Moving forward, Johnson encouraged meetings to take place with the developer and city attorney present to both determine potential violations and consider steps moving forward.
“If there already are problems in homes that are built, it really is up to the city council to determine what the remedy is,” he said. “The council may go back and ask them to put stone and wood in place of vinyl.”
Johnson also encouraged the council to take measures and be proactive with future developments considering their new City Administrator John Hendel and the city’s building official.
Cink said she and her neighbors have contacted outside legal counsel regarding the matter, but their intent isn’t a lawsuit.
“That’s not where we want to go,” she said. “What we want is for this to be enforced and some sort of guarantee that it will… We want to be informed and we want to know that. Honestly, we don’t really trust what is happening in town.”
When asked by council, Britz said the neighborhood group is most concerned with the future homes within the development and also the park that has yet to be built.
“Our primary concern is moving forward, we don’t want to see any additional (same-style homes) built,” said Britz. “We’ve been around talking to our neighbors. It’s all our neighbors who are concerned and are upset with what’s going on.”
Johnson advised there would likely have to be some give-and-take with regards to negotiations and discussions with Novak-Fleck.
It was determined that there would be a private meeting or two prior to the next council meeting involving representatives from Novak-Fleck and the neighborhood group as well as City Attorney Larry Harris, Mayor Matt Lein and Council member Scott Williams to determine future action.
In other council news, members OK’d a $1,500 donation the Cologne Fireman’s Relief Association fifth annual Firehouse Drive-In for fireworks and approved the rescheduling of council meetings for the second and fourth Mondays, beginning in June.
The shift in the schedule accommodates Hendel, the city’s new administrator, who attends firefighter training on the first Monday of every month as a member of the Cologne Fire Department.

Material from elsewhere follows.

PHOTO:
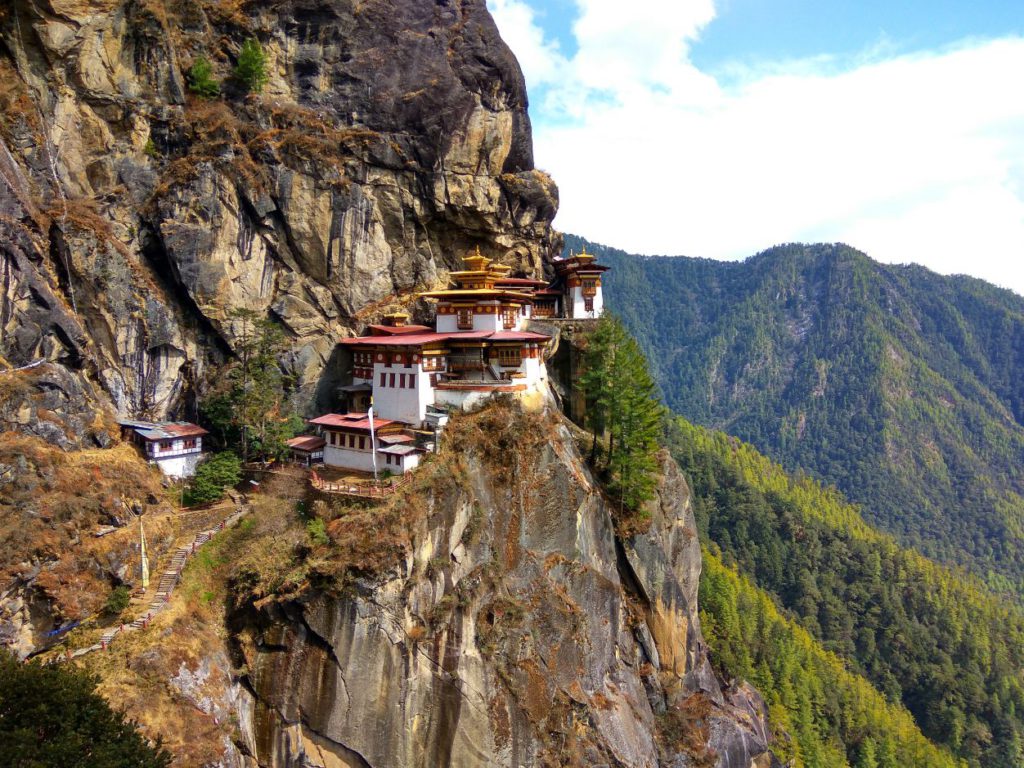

The change will also likely impact meetings of the Planning and Zoning Commission, which usually meets prior to council at 6:30 p.m.
Council members also discussed both purchase and leasing options for a multi-faceted copier to streamline faxes, emails and scans of various sized documents.
Hendel will look into a variety of pricing options and report back at a future meeting.
The Cologne City Council will next meet May 20 at 7 p.m.